Click here for Parts I, II, III, IV, V, VI, VII,VIII, IX, X, XI, XII, XIII, XIV and XV.
Back in my hotel room, I seriously contemplated skipping the Friday night experience at Chabad. Frankly, the process of showering early enough so that my hair would dry on time, but then not being able to nap because my hair would dry all flat from the pillow, seemed overwhelming when I was so tired and just wanted to sleep. I'd heard that Russian women dress really nicely and always wear makeup (which was true, from what I‘d seen so far) and it felt like too much effort to make myself look good, shlep to the Chabad house, and then pray and eat and talk to people. The opportunity to just sleep all evening was tempting.
In the end I decided that I'd have to go with wet hair, and took a nap first. Part of the reason I wanted to go to Chabad was to see how this particular slice of Jewish Moscow looks, and to meet people who actually live in Moscow. I wanted the cultural experience, one I'd never have a chance to experience again. But what truly compelled me to pull myself together, frankly, was the knowledge that there would probably be roast chicken at the meal. That felt like a simple but wholesome, warm food that I could eat.
I have a friend who jokes, whenever she forces herself to go to a social situation that she doesn't want to attend, that "at least there will be cookies." I didn't feel like dragging myself outside, but at least there would be roasted chicken! I love roast chicken.
So I napped, and as the sun was going down I showered, feeling bad that I might miss the start of the prayer services; again, I'd probably never be back to Moscow, so this was my only chance to soak in the Shabbat experience here.
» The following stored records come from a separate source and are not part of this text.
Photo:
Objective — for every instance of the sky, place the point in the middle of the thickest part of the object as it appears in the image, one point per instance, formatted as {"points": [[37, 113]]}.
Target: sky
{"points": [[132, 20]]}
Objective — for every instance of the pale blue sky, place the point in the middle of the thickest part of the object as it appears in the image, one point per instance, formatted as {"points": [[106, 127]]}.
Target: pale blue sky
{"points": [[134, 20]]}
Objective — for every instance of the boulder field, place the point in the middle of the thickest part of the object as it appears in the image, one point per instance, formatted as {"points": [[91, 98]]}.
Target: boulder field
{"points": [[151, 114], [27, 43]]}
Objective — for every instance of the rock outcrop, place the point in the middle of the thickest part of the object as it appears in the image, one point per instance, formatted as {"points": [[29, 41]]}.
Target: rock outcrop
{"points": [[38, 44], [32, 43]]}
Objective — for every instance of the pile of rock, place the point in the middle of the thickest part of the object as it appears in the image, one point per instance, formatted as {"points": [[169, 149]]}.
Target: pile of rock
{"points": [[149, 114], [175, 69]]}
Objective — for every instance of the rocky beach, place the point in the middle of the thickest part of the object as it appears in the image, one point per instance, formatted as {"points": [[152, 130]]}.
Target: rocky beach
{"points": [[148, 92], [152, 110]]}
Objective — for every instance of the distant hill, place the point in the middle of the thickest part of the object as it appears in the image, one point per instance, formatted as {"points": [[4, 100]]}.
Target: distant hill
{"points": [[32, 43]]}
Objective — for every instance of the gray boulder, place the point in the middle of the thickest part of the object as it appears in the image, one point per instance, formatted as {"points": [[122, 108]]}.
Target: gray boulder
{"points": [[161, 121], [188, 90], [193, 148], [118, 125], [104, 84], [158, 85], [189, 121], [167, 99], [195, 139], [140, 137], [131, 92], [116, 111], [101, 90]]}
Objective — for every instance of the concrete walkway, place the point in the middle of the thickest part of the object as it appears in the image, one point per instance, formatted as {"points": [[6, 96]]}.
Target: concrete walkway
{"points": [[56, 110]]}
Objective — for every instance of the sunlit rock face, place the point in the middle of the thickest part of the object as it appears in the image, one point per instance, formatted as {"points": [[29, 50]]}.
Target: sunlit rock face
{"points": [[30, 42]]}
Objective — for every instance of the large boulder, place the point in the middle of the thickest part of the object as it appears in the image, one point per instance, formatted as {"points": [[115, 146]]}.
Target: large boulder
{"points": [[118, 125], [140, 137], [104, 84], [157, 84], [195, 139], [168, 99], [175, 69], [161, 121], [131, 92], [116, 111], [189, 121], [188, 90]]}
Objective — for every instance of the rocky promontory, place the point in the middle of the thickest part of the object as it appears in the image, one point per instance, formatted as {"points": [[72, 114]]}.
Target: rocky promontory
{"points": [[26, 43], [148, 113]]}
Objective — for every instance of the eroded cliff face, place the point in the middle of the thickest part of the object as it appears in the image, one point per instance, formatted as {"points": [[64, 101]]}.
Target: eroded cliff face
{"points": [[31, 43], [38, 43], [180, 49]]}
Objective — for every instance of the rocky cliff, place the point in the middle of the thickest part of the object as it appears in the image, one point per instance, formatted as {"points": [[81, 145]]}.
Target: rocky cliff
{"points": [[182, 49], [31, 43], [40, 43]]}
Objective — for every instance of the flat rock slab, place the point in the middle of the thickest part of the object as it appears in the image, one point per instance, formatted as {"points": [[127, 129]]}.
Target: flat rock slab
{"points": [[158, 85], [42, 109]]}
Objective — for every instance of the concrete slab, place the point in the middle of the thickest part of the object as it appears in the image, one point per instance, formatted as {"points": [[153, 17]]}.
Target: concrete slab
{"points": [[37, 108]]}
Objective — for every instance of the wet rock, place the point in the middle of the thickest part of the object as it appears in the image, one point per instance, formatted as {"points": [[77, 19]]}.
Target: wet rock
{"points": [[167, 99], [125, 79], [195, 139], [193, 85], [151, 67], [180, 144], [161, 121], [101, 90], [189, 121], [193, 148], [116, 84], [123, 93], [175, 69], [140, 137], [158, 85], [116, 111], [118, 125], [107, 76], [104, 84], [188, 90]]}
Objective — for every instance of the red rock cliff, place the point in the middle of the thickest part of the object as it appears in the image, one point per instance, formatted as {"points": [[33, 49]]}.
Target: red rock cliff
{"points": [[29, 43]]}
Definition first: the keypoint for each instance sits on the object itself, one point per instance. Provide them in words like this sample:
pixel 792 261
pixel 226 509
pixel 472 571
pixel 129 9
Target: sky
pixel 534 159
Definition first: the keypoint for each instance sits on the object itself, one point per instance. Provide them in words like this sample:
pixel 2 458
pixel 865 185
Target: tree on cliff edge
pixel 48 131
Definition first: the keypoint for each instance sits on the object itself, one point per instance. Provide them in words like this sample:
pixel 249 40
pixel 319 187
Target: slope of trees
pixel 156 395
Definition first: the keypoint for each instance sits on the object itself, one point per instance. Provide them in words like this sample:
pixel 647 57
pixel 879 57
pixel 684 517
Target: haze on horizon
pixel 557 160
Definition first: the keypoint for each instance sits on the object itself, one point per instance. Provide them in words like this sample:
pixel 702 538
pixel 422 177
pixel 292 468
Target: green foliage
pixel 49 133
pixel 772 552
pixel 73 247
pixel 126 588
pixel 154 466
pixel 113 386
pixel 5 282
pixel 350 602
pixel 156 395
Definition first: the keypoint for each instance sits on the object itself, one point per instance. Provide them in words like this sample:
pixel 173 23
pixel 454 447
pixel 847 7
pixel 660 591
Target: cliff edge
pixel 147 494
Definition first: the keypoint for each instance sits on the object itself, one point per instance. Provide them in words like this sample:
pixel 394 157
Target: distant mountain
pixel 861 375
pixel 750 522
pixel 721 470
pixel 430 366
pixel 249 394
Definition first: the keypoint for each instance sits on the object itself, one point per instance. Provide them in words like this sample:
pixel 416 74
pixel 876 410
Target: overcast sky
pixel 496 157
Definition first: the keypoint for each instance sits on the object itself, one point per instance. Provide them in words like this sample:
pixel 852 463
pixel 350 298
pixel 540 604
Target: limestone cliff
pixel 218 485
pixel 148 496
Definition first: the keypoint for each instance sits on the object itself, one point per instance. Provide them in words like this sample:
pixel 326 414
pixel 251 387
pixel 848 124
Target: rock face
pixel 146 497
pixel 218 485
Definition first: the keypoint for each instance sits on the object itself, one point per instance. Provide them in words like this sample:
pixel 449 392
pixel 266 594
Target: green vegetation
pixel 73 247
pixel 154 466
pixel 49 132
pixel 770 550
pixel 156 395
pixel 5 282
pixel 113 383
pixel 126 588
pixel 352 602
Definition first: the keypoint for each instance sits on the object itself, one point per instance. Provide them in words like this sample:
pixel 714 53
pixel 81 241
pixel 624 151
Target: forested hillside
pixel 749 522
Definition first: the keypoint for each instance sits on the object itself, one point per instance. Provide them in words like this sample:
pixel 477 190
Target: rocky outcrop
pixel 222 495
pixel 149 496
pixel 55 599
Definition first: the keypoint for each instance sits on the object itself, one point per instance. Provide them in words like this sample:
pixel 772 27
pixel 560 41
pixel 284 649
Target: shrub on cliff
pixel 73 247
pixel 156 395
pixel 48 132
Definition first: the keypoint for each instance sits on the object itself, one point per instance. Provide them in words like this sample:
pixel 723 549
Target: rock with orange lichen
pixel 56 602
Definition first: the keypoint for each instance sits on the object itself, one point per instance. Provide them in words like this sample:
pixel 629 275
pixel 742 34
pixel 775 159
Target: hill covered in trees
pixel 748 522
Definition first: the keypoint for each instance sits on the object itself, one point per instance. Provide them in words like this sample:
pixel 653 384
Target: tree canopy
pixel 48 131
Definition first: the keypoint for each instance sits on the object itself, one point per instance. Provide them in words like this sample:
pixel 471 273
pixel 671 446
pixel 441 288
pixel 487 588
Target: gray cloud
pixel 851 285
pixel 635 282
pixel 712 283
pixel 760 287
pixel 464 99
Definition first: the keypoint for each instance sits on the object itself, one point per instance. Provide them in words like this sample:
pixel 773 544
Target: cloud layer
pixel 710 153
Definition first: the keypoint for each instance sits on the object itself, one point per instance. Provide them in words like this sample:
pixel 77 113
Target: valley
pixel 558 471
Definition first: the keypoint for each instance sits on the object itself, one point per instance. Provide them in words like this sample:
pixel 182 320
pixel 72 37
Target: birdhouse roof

Then something positive happened: I checked my email one last time, and my friends had sent me my credit card codes! They’d gone to get Wylie’s litter box, and had found my codes just where I’d said they’d be. I didn’t celebrate yet -- I’d have to wait until after Shabbat to confirm the codes actually WORKED in this foreign country, and that nothing else was going wrong -- but this was a step in the right direction. I was 95% ready to breathe a sigh of relief.
Shabbat started around 6:40 pm, which is when I left the hotel, in search of the Marina Roscha Jewish Center.